The possibility that further authorisation is either denied or given with additional conditions are both appropriate features of the current process and should be retained where possible.
As noted above in Question b, point (1): AEMO and industry participants should be required to show that the benefits to consumers justify an exception from the CCA. The best way to ensure this happens with a longer authorisation is to set an end-date that cannot be extended; requiring AEMO, participants, and government to justify another such authorisation.
Regarding Question c(a): there should be a review process to ensure any extension is appropriate, and that the review process should — in light of the longer periods of authorisation — meet the minimum standards of the existing ACCC reviews, both in rigour and public consultation.
d) Referring Appendix A as an initial reference point, what conditions should be placed on the authorisation and should they align with the conditions set out in the ACCC’s November 2023 final determination?
All existing conditions should remain or be modified, and some new conditions should be added; on the grounds that AEMO is not an independent body, nor subject to freedom of information requests from the public.
- Condition 3 should be modified such that the ACCC both engages and approves the lawyer in question.
- Condition 4 should be modified so that the Competition Lawyer specified in Condition 3 (or their representative, employee, or delegate) is required to make and keep a record that is communicated to the ACCC. Either this, or it is modified so that the ACCC themselves appoint an attendee who makes appropriate records for the ACCC to keep.
The most recent Determination by the ACCC found: “the ACCC is not satisfied that the likely detriments will outweigh the likely benefits” without additional conditions to those proposed by AEMO. Therefore, the conditions outlined represent the absolute minimum that should be imposed for a longer-term authorisation.
e) Noting the main body of the authorisation would exist in the NEL, should the conditions to the authorisation and an appropriate end-date exist in the NEL, the National Electricity Regulations, or the National Electricity Rules?
The main body of the authorisation and the end date should be set out in the NEL, to require any modification or extension of the requirements at the request of Participants or AEMO to go through the same process as the one which established them. Inserting the body into the National Electricity Rules would allow for AEMO to request a change via the AEMC, which requires only a consultation process and is ultimately at the discretion of the AEMC without ministerial oversight.
f) Are there any other factors that should be considered?

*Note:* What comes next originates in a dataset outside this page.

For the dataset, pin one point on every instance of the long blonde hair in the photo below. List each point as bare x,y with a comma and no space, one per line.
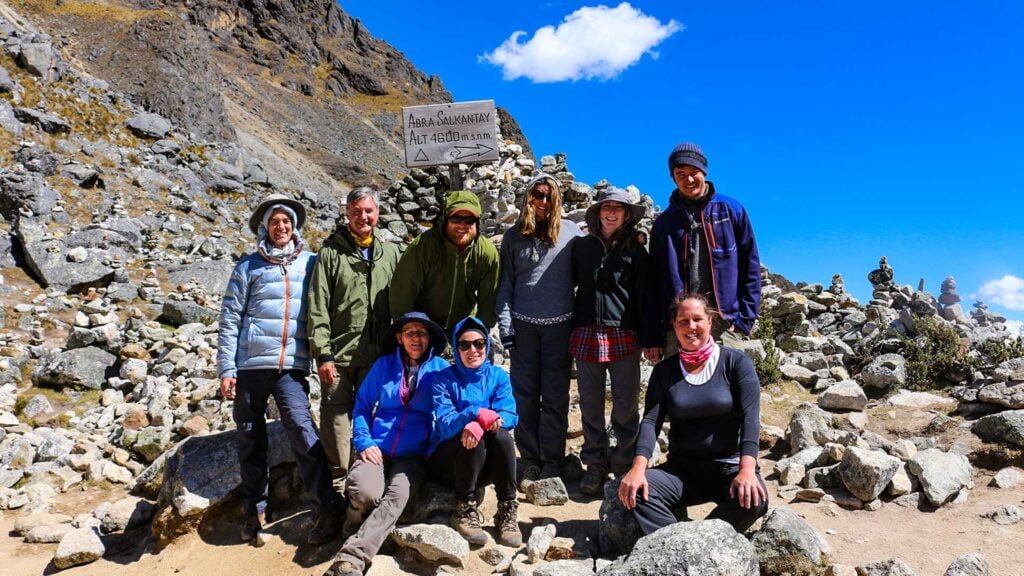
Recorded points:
527,220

Any authorisation needs to consider the shared interests of participants, particularly where they oppose consumer interests. In this case participants share an interest in building a larger, higher-cost system. AEMO also shares in this interest, not only because of their status as a representative of members that include the transmission network service providers, but also because of their status as a system planner nationally, transmission planner nationally, and transmission provider in Victoria through Transmission Company Victoria (TCV).
As such, longer authorisations should not be given. If they are given, they should be limited by appropriate conditions, relatively short term so they are subject to regular justification and review, and observed by transparent bodies that can be relied upon to act in consumers’ interests.